Where do you live in NJ!!! I LOVE LOVE LOVE the K9 Campus in Randolph, NJ. http://www.thek9campus.com/ They have a bunch of instructors too, so if one isn't a good fit, you can go to another for the next set of sessions. I personally wouldn't have minded the mix of private and group classes, but that's nuts that they said you just 'failed' (nice you got all the $$$ back). 

As an interesting aside, and NO reflection on your husband's ability to train dogs (heck, I don't know him), it somehow seems the vast majority of people who attend dog classes and KEEP attending are, well (maybe don't tell your beloved husband)......... female!!! So, though I don't know what that means or why (no actual scientific studies have been located by me on this fact) you may want to take the dog to the next set of sessions and see how it goes.

And I have to add 3 out of 3 of my pups have had 'accidents' when I've been training.
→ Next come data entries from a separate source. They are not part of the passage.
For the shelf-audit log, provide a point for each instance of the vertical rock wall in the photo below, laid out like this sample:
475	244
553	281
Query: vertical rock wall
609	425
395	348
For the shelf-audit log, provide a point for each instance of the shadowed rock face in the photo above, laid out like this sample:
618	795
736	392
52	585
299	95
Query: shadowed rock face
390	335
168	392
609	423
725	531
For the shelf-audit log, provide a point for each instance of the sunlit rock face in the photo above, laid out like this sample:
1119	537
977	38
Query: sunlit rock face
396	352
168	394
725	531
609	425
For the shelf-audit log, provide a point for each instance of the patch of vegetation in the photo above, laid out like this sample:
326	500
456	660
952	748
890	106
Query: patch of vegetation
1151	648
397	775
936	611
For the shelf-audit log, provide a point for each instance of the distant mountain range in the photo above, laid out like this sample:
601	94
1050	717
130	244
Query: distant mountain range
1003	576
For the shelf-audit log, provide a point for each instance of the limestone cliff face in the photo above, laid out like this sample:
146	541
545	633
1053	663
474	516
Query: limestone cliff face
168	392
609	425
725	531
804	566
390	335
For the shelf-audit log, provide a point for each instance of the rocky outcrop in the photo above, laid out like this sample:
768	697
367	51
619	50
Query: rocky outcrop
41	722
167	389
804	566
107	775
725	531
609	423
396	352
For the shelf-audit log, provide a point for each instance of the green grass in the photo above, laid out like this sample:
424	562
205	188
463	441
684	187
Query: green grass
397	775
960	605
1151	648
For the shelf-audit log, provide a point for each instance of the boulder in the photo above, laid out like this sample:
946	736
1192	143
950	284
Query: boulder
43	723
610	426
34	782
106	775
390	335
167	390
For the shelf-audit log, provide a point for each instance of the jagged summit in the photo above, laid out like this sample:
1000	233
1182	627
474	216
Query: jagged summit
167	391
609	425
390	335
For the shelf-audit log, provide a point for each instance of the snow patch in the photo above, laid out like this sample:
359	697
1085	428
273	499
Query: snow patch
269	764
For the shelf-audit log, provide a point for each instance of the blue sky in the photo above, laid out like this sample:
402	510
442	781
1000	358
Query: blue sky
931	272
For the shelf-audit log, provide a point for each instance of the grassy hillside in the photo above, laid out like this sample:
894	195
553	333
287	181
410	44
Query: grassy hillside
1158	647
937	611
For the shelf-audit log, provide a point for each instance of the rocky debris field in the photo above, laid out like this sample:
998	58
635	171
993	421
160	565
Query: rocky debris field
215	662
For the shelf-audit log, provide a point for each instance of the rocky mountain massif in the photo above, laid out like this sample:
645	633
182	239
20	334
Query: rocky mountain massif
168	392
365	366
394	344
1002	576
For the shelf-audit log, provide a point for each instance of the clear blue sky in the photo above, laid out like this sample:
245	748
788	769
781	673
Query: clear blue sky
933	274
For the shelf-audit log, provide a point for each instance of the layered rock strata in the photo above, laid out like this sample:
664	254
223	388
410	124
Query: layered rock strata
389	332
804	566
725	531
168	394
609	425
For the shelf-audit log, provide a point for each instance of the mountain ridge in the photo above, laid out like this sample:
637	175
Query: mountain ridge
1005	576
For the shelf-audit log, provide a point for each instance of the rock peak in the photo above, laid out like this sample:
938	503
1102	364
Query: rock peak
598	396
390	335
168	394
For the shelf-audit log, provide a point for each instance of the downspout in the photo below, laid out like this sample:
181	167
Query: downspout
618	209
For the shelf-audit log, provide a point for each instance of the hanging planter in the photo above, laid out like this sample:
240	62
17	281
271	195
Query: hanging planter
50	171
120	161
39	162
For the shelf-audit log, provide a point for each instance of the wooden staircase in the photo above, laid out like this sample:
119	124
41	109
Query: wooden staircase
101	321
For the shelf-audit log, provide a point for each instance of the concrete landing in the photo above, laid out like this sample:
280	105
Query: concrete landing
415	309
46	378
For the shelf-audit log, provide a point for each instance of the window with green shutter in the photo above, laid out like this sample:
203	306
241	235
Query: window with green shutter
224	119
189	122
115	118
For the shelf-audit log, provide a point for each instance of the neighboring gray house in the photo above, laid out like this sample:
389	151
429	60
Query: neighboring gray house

For me, it's no big deal and I just try to make sure it doesn't happen again. 

How's the general socialization going? This should take care of most of the stress and nervousness in general so you can just focus on the fun of training. You been able to take the pup out almost every day on car rides? Your pup met all your friends/neighbors and been to their house? Met new dogs, cats, horses, pigs, llamas, etc by now? Just standing in front of Walmart with a ziplock of tiny hotdogs and a request of 'Will you pet my puppy?' does wonders for my girls!


----------



## middleofnowhere

There's plenty of discussion on this board about pulling on lead - Two main methods are 1. just being a post (my favorite - makes a short walk last a long time for a few days) 2. turning and walking the other direction. Search our archives for more detailed discussions.

Yeah, too bad about the trainer. The dog sounds fine. I've never had a training wreck but it took for ever to get the youngest to have a BM at our first show. I walked her for about 2 hours!


----------